The "Great Island of Chiloé" is a land of myths and magic -- of emerald, rolling hills shrouded in mist, and tiny, picturesque coves that harbor a colorful palette of wooden fishing skiffs. This is Chile's second-largest island, located south of Puerto Montt with an eastern coast that faces the Gulf of Ancud and a western, wet Pacific shore. With the exception of a few small towns, the landscape here by and large is pastoral, with a deference to development that tends to make travelers feel as if they have been transported back a century. Across the island, wooden churches modeled after a Bavarian, neoclassic style appear like a beacon in every bay; they are so lovely and architecturally unique that UNESCO recently deemed them World Heritage sites.

Visually appealing as it is, Chiloé is truly defined by its people, the hardy, character-rich Chilotes, who can still be seen plowing their fields with oxen or pulling in their catch of the day the same way they have for centuries. Spanish conquistadors occupied Chiloé as early as 1567, followed by Jesuit missionaries and Spanish refugees pushed off the mainland by Mapuche Indian attacks. For 3 centuries, Chiloé was the only Spanish stronghold south of the Río Bio-Bío, and its isolation produced a singular culture among its residents, who, after so much time, are now a mestizo blend of Indian and Spanish blood. The Chilotes' rapid and closed speech, local slang, mythical folklore, and style of food, tools, and architecture were and still are uniquely different from their counterparts on the mainland. The downside of Chiloé's limited contact with the outside world is a dire poverty that has affected (and continues to affect) many of the island's residents. Most families eke out a living by relying on their own garden patch and livestock, animals that can be seen pecking and grazing along the side of the road. Off the main highway, it is as common to see residents traveling on horseback or by fishing boat as it is by vehicle.

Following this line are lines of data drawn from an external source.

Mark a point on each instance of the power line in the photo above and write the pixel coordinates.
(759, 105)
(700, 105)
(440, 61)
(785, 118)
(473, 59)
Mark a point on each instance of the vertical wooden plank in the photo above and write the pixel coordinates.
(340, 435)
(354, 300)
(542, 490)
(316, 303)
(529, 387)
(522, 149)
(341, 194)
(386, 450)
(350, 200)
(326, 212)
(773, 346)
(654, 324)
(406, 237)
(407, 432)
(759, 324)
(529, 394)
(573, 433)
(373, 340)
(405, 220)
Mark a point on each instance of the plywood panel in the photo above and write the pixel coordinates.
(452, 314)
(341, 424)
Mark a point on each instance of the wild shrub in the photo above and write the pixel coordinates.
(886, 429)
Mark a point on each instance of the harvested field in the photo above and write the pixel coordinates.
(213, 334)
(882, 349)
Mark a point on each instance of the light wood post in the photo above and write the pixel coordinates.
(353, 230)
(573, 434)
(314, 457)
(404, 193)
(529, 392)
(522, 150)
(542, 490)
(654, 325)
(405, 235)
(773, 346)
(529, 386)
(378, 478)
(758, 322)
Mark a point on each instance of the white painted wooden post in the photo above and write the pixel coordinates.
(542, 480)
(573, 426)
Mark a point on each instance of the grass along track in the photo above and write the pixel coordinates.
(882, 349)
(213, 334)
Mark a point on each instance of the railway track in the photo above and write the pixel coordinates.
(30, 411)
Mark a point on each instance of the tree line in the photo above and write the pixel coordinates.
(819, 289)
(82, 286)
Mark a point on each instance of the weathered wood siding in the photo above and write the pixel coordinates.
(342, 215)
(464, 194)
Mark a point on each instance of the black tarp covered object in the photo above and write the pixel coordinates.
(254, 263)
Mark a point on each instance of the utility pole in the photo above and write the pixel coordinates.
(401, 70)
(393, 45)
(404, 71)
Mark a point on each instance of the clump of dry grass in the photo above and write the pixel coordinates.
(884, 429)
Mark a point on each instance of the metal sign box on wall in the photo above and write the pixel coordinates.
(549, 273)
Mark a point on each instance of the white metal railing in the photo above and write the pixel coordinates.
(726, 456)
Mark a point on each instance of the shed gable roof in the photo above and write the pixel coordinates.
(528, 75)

I recommend a day or overnight trip to Chiloé rather than spending time in the grimy environs of Puerto Montt, but with one caveat: Rent a car. While the principal cities Ancud and Castro can be easily reached by bus, the true pleasure of visiting Chiloé is losing yourself on backcountry roads and discovering picturesque little bays and lookout points that are otherwise inaccessible by bus, and stopping at roadside stands for local cheese, fresh fish, and other delicacies. This chapter covers the highlights here, but the island is easy to navigate with a road map.. Chiloé also boasts the Chiloé National Park, where visitors can indulge themselves with a walk through primordial old-growth rainforest that once blanketed the island. The island's tourism infrastructure is improving, but visitors should still expect modest accommodations. The tedious rain that falls more than half the year here makes for soggy shoes and limited views; nevertheless, Chiloé rates as one of Chile's top attractions for its cultural value and natural beauty. Useful websites for information about Chiloé are www.chiloe.cl and www.interpatagonia.cl.